„Wenn Hilfsorganisationen, Behörden oder die Uno im Kampf gegen die Cholera in Haiti mehr Ärzte und Krankenschwestern brauchen, rufen sie nicht in Washington oder Brüssel an, sondern in Havanna.“ So steht es im aktuellen Spiegel zu lesen. Es wird ausdrücklich das kubanische Engagement in der medizinischen Zusammenarbeit mit anderen Entwicklungsländern gewürdigt und gleichzeitig aber auch auf die ideologische Verbohrtheit des Westens hingewiesen, wenn es darum geht, dieses Engagement finanziell zu fördern. Niebel spricht ja gerne von trilateraler EZ und von Süd-Süd-Kooperation. DIE LINKE wirbt dafür, die erfolgreiche Süd-Süd-Kooperation Kubas mit anderen lateinamerikanischen, afrikanischen und asiatischen Ländern zu unterstützen. Norwegen hat es vorgemacht, als es nach dem Erdbeben in Haiti die kubanischen Ärztebrigaden finanziell unterstützt hat, die dort seit vielen Jahren arbeiten und die wichtiger Anlaufpunkt für HelferInnen aus aller Welt waren.

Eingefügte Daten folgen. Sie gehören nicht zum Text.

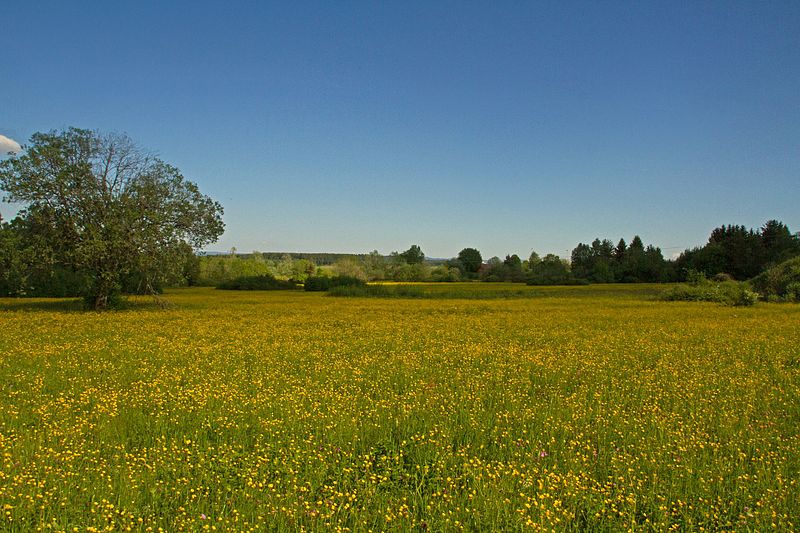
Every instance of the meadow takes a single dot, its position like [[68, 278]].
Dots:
[[592, 408]]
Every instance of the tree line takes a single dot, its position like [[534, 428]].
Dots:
[[731, 252], [102, 218]]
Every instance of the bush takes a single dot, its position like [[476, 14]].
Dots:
[[323, 283], [727, 293], [780, 283], [264, 282]]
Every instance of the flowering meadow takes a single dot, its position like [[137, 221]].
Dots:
[[568, 409]]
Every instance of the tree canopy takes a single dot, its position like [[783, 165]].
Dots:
[[104, 209], [470, 259]]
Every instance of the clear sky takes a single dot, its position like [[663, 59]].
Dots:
[[505, 126]]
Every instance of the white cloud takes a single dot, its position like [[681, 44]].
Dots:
[[8, 145]]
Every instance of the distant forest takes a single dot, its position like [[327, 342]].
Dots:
[[732, 252]]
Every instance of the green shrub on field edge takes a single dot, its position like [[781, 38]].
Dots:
[[264, 282], [378, 291], [725, 292], [324, 283], [780, 283]]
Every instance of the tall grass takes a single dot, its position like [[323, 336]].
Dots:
[[588, 409]]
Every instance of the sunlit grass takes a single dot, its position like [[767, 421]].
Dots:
[[588, 408]]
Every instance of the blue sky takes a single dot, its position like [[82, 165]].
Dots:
[[505, 126]]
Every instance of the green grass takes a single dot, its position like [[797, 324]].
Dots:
[[578, 409]]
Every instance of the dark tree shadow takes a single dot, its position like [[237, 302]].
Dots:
[[73, 305]]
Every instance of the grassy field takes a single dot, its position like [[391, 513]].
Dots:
[[576, 409]]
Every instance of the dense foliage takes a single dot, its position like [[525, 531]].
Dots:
[[781, 282], [722, 291], [99, 213], [743, 253]]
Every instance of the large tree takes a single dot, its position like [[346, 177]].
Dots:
[[470, 259], [105, 209]]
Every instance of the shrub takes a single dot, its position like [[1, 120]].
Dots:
[[727, 292], [781, 282], [264, 282]]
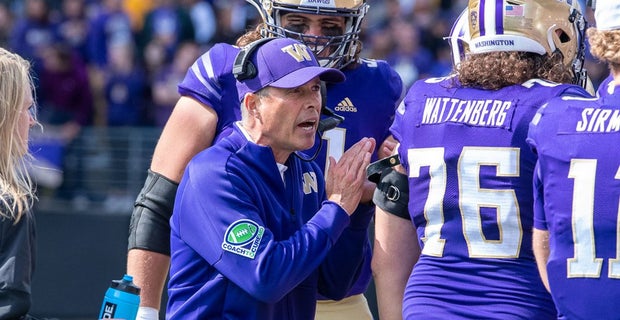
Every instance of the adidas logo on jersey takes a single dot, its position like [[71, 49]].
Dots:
[[346, 106]]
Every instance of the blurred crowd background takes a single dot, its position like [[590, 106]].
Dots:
[[107, 74]]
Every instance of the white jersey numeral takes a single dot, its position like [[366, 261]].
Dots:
[[335, 139], [472, 198]]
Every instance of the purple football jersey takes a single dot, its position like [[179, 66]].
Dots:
[[579, 190], [470, 178], [367, 100]]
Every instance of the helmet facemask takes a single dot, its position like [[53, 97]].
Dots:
[[334, 51]]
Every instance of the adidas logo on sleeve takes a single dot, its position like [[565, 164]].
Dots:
[[345, 106]]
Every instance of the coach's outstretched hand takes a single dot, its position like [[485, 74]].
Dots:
[[345, 178]]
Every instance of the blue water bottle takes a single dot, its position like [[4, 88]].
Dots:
[[121, 300]]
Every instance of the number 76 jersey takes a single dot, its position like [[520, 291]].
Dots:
[[470, 180], [577, 202]]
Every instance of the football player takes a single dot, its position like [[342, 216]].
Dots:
[[469, 169], [209, 106], [578, 187]]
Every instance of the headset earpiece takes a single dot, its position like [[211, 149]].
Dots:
[[243, 68]]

Voraussetzung dafür ist, endlich vom unsäglichen sogenannten Gemeinsamen Standpunkt der EU zu Kuba abzurücken. Die EU braucht einen neuen Ansatz, eine echte Kooperation mit diesem Land, das für den Aufbruch in Lateinamerika, für die sozialen und demokratischen Fortschritte und für die Integrationsprozesse dort eine wichtige Rolle spielt. Kuba ist nicht mehr der isolierte Paria-Staat. Das heißt nicht – heißt es ja übrigens auch nicht in der Zusammenarbeit mit anderen Ländern –, dass die EU die Augen verschließen soll, wenn bürgerliche Freiheitsrechte verletzt werden. Das heißt aber durchaus, dass der Einsatz Kubas für die Verwirklichung wirtschaftlicher, sozialer und kultureller Rechte anerkannt und auch unterstützt wird.

Die EU kooperiert mit Ländern wie Mexiko und Kolumbien, in denen Journalisten und Gewerkschafter ihres Lebens nicht sicher sind, wo im Drogenkrieg und bei der sogenannten Aufstandsbekämpfung Tausende ihr Leben lassen. Aber mit Kuba wird nicht kooperiert, weil sich das Land beharrlich weigert, sich dem Kapitalismus preiszugeben. Für diejenigen, die in Kuba politische Repression erleiden, verbessert sich durch die Blockadehaltung der EU und der Bundesregierung nichts. Wo hingegen respektvoll verhandelt wird, können Verbesserungen erreicht werden, wie das Beispiel der spanischen Bemühungen vor einem guten Jahr gezeigt hat.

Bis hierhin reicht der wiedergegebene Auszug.